We play through a brief demo of this newly announced and very unusual PlayStation Vita game.
Immediately following Sony's E3 2011 press conference, we had an opportunity to get our hands on a number of upcoming PlayStation 3 and PlayStation Vita games. Among them was the previously unannounced Mr. Ink Jet from developer AQ Interactive. Initially, the game caught our eye because it was being shown alongside a book containing illustrations of luchadors, robots, and the like, but that wasn't the only interesting thing that Mr Ink Jet had going for it.
Upon picking up the PlayStation Vita, we were told that Mr Ink Jet is played using only the new handheld's rear touch pad and that before we started playing, we needed to use the Vita's cameras to design our character. That's why there was a book of illustrations next to the game; we had to take two photos that, once cut into appropriate shapes, would serve as our character's body and head. Using the rear camera, we took a photo of a robot illustration, and then, using the front camera, we stuck our own head on top of it. It was an interesting look, for sure, and once animated, the effect was more than a little reminiscent of that in Rag Doll Kung Fu.

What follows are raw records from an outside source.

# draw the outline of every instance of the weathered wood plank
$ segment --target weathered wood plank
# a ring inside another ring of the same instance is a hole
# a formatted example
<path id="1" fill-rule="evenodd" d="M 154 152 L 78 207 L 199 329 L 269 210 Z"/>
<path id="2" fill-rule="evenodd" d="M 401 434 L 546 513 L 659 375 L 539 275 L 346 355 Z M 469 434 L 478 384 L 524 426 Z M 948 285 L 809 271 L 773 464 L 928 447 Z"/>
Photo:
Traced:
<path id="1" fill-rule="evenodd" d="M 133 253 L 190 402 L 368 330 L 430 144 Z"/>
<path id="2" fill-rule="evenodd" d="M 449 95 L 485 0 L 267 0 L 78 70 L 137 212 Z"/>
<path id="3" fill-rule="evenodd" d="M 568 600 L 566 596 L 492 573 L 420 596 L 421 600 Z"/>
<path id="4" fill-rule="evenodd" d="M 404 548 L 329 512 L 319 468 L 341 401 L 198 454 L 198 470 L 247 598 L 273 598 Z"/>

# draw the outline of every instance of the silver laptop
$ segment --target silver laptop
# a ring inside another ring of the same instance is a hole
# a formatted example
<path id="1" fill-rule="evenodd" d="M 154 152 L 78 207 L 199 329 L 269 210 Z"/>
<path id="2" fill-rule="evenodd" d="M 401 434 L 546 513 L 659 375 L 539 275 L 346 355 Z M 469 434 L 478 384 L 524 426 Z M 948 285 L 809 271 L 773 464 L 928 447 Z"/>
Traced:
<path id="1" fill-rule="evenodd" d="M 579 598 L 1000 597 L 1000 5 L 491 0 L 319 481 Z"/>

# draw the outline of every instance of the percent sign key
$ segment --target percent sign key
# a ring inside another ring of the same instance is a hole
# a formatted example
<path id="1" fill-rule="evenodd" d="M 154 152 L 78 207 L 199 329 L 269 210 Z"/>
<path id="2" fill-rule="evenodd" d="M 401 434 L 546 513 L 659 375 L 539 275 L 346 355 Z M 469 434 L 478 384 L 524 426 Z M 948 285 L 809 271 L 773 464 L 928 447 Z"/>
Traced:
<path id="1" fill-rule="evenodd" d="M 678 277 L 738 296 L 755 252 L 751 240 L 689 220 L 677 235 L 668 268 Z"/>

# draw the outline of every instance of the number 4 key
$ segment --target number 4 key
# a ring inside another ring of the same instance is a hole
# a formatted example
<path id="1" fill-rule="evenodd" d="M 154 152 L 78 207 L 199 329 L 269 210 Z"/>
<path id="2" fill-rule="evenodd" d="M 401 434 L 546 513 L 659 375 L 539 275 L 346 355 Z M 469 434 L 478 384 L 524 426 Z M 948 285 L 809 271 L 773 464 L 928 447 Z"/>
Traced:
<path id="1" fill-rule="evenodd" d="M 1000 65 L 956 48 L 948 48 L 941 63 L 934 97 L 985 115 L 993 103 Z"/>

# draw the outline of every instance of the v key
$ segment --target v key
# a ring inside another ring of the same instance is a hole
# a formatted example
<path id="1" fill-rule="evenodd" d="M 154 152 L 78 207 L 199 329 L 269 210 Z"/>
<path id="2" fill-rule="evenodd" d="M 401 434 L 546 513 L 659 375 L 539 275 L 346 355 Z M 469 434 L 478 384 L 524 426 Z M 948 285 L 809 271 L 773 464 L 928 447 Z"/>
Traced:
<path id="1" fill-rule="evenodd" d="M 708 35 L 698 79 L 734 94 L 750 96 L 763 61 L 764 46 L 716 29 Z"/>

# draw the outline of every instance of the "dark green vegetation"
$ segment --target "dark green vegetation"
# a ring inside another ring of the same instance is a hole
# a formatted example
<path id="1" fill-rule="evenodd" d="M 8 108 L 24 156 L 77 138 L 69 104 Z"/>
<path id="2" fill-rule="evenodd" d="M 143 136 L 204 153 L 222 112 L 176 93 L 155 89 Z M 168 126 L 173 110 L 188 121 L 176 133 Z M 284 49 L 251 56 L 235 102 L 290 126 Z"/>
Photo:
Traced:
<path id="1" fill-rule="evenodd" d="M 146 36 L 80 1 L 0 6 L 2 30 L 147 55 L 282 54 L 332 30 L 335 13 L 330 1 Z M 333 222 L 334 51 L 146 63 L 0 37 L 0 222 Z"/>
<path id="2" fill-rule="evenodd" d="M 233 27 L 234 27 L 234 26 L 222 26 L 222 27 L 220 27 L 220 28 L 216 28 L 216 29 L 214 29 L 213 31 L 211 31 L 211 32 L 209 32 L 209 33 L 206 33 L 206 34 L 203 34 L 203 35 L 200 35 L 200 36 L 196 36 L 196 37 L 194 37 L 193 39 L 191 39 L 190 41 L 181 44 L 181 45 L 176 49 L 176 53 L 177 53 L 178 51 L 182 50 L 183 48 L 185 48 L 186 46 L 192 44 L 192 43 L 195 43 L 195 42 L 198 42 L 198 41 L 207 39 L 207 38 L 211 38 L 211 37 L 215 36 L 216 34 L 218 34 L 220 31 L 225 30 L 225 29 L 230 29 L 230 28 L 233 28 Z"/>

The level select screen indicated that the finished game will boast dozens of levels, but only three were included in the E3 demo. In all of them, we had to use four fingers on the rear touch pad to control our character's hands and feet. In the first level, we were being hoisted up the side of a building on a cable. Simply by moving our limbs, we had to avoid laser security systems and falling sticks of dynamite while reaching out to grab falling pieces of paper. It was tricky, but mistakes didn't appear to carry any serious consequences--perhaps because Mr Ink Jet is still in the early concept stages of development at this point. That might also be why the second level involved nothing more than jumping between two buildings (admittedly more than a mile apart) with just one simple gesture on the touch pad.
Following levels in which we had scaled one building and then leapt to another, it made sense that the third and final level saw us descending back to the ground. As we fell down the side of the building, flashing arrows alerted us when we needed to move left or right to avoid signs, and we had to move our limbs quickly to punch and kick enemies who showed up alongside us from time to time. This level was undoubtedly the best of the three on show, and after finishing it, we definitely wanted to see more. Hopefully, it won't be too long before we get to do so.